Mas ao nome de partido se
liga também a ideia de uma força, física ou moral, bastante forte para pesar na
balança, bastante preponderante para que se possa contar com ela; aplicando-o
ao Espiritismo, pouco ou nada conhecido, é dar-lhe um ato de notória
existência, uma posição entre as opiniões, constatar a sua importância e, como
consequência, provocar o seu exame, o que ele não cessa de pedir. Sob esse
aspecto, devia repudiar tanto menos essa qualificação, embora fazendo reservas
sobre o sentido a ligar a isto, quanto, partida do alto, ela dava um desmentido
oficial aos que pretendem que o Espiritismo seja um mito sem consistência, que
se gabavam de o haver enterrado vinte vezes. Foi possível julgar do alcance
desta palavra pelo ardor desajeitado com o qual certos órgãos da imprensa dela
se apoderam para transformá-la num espantalho.
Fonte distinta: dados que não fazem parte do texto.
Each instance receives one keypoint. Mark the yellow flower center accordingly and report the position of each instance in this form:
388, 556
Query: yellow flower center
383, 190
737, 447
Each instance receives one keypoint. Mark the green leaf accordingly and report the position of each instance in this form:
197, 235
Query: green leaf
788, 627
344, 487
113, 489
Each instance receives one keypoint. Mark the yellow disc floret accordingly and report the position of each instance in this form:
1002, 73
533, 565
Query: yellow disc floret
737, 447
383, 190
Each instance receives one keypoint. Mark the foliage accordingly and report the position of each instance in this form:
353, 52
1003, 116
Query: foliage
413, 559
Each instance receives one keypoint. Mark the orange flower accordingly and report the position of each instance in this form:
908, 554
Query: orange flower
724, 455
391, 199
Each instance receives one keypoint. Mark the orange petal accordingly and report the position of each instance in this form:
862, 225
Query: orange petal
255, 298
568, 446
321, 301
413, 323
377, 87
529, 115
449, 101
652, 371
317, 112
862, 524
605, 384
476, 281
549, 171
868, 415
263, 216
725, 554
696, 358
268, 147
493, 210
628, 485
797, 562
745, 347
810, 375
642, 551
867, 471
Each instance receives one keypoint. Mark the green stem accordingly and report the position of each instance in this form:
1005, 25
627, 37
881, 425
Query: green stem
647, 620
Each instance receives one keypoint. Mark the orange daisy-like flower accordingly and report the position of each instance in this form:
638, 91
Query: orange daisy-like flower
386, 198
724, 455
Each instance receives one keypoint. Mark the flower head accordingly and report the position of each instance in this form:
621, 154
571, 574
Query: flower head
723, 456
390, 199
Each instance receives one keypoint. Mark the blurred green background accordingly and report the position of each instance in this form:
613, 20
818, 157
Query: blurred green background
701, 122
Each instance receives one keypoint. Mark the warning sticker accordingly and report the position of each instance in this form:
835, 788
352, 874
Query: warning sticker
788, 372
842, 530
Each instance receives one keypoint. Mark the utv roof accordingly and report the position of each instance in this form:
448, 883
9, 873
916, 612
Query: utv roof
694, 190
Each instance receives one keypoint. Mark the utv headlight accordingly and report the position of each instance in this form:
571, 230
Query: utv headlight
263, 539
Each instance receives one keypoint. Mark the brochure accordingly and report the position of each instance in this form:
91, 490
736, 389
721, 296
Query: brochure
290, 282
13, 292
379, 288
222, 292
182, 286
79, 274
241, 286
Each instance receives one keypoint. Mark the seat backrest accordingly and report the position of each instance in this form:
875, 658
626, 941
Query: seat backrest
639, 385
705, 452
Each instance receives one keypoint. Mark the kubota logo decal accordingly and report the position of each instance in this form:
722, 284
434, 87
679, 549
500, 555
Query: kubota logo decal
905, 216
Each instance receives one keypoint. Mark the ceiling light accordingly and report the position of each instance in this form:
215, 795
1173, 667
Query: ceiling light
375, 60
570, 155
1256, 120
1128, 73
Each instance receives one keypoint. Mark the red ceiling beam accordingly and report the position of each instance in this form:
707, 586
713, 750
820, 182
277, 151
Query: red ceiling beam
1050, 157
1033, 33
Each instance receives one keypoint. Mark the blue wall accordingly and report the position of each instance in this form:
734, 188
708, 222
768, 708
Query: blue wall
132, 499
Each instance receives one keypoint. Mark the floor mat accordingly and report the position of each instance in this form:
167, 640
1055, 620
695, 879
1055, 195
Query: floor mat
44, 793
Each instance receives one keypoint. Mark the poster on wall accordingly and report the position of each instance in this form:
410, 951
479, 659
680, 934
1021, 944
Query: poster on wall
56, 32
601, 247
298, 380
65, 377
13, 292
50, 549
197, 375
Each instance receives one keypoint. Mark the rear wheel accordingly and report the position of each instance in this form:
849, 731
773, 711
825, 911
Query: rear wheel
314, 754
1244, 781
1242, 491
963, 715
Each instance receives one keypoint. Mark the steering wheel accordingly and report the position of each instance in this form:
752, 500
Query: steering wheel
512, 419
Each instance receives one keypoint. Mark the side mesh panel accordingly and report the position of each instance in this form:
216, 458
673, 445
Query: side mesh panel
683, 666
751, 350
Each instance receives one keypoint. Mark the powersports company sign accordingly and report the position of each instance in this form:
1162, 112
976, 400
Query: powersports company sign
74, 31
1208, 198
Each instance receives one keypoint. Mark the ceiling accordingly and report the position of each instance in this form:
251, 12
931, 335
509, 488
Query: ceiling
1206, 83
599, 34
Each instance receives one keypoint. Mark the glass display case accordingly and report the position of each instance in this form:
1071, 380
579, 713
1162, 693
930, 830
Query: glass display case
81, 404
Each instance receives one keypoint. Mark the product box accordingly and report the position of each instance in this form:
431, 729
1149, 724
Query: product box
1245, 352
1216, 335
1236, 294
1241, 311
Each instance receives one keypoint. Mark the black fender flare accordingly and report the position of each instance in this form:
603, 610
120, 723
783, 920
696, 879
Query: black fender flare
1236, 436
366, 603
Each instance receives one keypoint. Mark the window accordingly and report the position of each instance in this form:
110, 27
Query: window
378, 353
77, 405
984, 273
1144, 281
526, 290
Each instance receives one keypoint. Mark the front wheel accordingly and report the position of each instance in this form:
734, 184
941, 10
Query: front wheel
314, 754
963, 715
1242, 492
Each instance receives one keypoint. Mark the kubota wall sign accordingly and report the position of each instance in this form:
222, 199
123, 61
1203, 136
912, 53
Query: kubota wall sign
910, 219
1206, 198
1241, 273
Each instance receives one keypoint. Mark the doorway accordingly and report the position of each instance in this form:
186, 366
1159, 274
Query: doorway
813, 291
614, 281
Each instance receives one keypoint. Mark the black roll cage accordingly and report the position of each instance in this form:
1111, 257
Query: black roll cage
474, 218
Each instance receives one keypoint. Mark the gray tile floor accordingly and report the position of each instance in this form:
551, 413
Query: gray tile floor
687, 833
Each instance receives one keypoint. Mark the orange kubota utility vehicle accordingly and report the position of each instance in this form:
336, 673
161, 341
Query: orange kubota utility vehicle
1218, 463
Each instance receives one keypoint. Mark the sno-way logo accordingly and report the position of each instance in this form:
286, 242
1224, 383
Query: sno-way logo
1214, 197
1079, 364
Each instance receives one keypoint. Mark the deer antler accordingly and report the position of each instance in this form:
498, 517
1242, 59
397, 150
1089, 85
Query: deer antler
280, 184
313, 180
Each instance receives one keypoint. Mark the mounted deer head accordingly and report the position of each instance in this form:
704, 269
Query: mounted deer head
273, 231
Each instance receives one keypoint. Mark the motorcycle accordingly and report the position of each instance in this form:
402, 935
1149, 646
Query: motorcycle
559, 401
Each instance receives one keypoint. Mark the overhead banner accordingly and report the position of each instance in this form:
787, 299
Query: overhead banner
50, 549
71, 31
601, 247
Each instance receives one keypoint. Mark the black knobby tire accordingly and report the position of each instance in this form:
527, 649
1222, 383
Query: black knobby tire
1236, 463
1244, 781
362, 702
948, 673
É por esta consideração, e neste
sentido, que dissemos que o Espiritismo aceita o título de partido, já
que lhe dão, porque era engrandecê-lo aos olhos do público; mas não tivemos em
vista fazê-lo perder sua qualidade essencial, a de doutrina filosófica
moralizadora, que faz sua glória e a sua força. Longe de nós, pois, o
pensamento de transformar em partidários os adeptos de uma doutrina de
paz, de tolerância, de caridade e de fraternidade. A palavra partido,
aliás, nem sempre implica a ideia de luta, de sentimentos hostis; não se diz: o
partido da paz? O partido das pessoas honestas? O Espiritismo já provou, e
provará sempre, que pertence a esta categoria.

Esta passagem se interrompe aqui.